Matthew Groves is on the parliamentary list and ran for Parliament in 2010 in the constituency of Plymouth Moor View. He achieved a 7.9 per cent swing for the Conservatives. He was also a local councillor in Surrey for eight years. Matthew has recently launched his own blog, "A voice from the Shires".
There have been some very good years for the Monarchy, with the Royal Wedding, the Diamond Jubilee and now the birth of Prince George. Polls show that the current approval ratings for this longstanding institution are at an all time high. It is difficult for even the most embittered republican not to find himself smiling benignly to hear the latest from our national family about the nappy changing of Prince George!
That is of course one central part of our monarchy – its role as our national family, bringing us together as a family who share in the joys of weddings and births and the sadness of funeral. George III in particular saw the advantage of strengthening the Monarchy through emphasising the Royal Family.
When the Family went through its crises in the nineties, with the break down of two marriages, the Queen suffered her annus horribilus and the final crisis of Princess Diana’s death, the institution suffered.
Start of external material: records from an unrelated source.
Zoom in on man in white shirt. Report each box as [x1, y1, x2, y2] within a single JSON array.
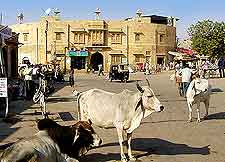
[[180, 64, 193, 97]]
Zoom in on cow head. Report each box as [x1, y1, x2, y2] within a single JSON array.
[[71, 121, 102, 157], [193, 78, 209, 95], [136, 79, 164, 112]]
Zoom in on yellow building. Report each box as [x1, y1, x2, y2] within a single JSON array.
[[11, 11, 177, 71]]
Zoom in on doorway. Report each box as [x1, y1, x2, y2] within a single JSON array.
[[71, 56, 86, 70], [157, 57, 164, 65], [90, 52, 104, 71]]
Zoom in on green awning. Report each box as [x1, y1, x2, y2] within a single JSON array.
[[67, 51, 88, 57]]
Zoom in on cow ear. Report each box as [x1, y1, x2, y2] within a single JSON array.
[[73, 129, 80, 144], [136, 81, 144, 93], [146, 79, 150, 87], [88, 119, 92, 125]]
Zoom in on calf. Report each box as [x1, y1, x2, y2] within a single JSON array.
[[186, 78, 211, 122], [0, 119, 101, 162]]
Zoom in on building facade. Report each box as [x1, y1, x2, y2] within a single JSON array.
[[11, 13, 177, 71], [0, 25, 19, 78]]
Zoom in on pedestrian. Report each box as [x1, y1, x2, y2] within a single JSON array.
[[218, 57, 225, 78], [24, 64, 34, 100], [69, 66, 74, 88], [180, 64, 193, 97], [98, 64, 104, 76]]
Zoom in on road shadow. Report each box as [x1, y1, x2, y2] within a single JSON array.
[[141, 119, 187, 125], [211, 88, 224, 93], [58, 112, 76, 121], [80, 138, 210, 162], [47, 97, 76, 103], [204, 112, 225, 120], [111, 79, 142, 84]]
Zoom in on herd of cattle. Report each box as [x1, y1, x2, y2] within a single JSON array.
[[0, 79, 211, 162]]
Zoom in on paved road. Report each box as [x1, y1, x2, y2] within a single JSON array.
[[0, 73, 225, 162]]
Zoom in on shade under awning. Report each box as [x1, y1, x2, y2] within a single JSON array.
[[109, 50, 123, 55], [168, 51, 182, 57]]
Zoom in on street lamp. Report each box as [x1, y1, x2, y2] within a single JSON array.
[[45, 20, 48, 64]]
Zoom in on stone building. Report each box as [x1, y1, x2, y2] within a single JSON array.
[[11, 10, 178, 71], [0, 25, 20, 78]]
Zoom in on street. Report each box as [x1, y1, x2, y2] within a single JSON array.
[[0, 72, 225, 162]]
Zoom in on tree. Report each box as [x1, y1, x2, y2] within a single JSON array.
[[188, 20, 225, 57]]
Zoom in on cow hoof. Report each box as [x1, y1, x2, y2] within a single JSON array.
[[188, 119, 192, 123], [129, 156, 137, 161], [121, 157, 128, 162]]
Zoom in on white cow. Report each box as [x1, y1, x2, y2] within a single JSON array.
[[186, 78, 211, 122], [74, 82, 164, 161]]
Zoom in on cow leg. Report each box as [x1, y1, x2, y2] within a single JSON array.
[[204, 99, 209, 119], [127, 133, 136, 161], [116, 126, 127, 162], [197, 101, 201, 122], [188, 102, 192, 122]]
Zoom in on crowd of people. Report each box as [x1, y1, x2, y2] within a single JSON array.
[[18, 63, 64, 100], [174, 57, 225, 97]]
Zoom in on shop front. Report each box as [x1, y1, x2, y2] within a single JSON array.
[[68, 51, 88, 70]]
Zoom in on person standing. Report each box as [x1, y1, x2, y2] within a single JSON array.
[[180, 64, 193, 97], [98, 64, 104, 76], [69, 66, 74, 88], [24, 64, 34, 100], [218, 57, 225, 78]]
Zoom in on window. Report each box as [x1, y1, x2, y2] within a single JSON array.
[[79, 33, 84, 43], [55, 32, 62, 40], [135, 33, 141, 41], [159, 34, 165, 43], [23, 33, 28, 41], [111, 34, 122, 44], [74, 33, 79, 43], [111, 34, 116, 43], [111, 55, 122, 64], [146, 51, 151, 56]]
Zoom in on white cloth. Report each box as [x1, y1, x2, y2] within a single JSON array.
[[180, 68, 192, 83]]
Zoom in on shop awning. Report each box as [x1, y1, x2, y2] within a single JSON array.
[[71, 28, 86, 32], [109, 28, 123, 33], [168, 51, 182, 57], [67, 51, 88, 57], [109, 50, 123, 55]]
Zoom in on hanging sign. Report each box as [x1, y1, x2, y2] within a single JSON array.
[[0, 78, 8, 97]]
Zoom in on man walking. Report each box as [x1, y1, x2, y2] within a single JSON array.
[[180, 64, 192, 97], [218, 57, 225, 78], [69, 66, 74, 88], [98, 64, 104, 76]]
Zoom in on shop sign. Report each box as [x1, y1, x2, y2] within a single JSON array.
[[67, 51, 88, 57], [0, 78, 8, 97], [92, 47, 102, 51]]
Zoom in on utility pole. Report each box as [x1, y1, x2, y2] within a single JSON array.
[[45, 20, 48, 64], [0, 12, 3, 25]]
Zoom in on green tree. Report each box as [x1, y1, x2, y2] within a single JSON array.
[[188, 20, 225, 57]]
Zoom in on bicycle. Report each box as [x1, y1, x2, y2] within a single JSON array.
[[33, 74, 48, 118]]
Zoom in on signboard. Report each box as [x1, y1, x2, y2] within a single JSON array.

It was wounded, but not fatally and that is because while being the national family is so important, it is not the only vital role that the monarchy performs.
Monarchy unites all the strands of this nation, government, parliament, the armed forces, the church, much of our charitable sector. It is the monarchy that stands for permanence in the vicissitudes of modern life. It does not move at the pace of ephemeral Westminster politics. With the birth of the new prince, the media is now commenting about Britain in decades, not days or weeks.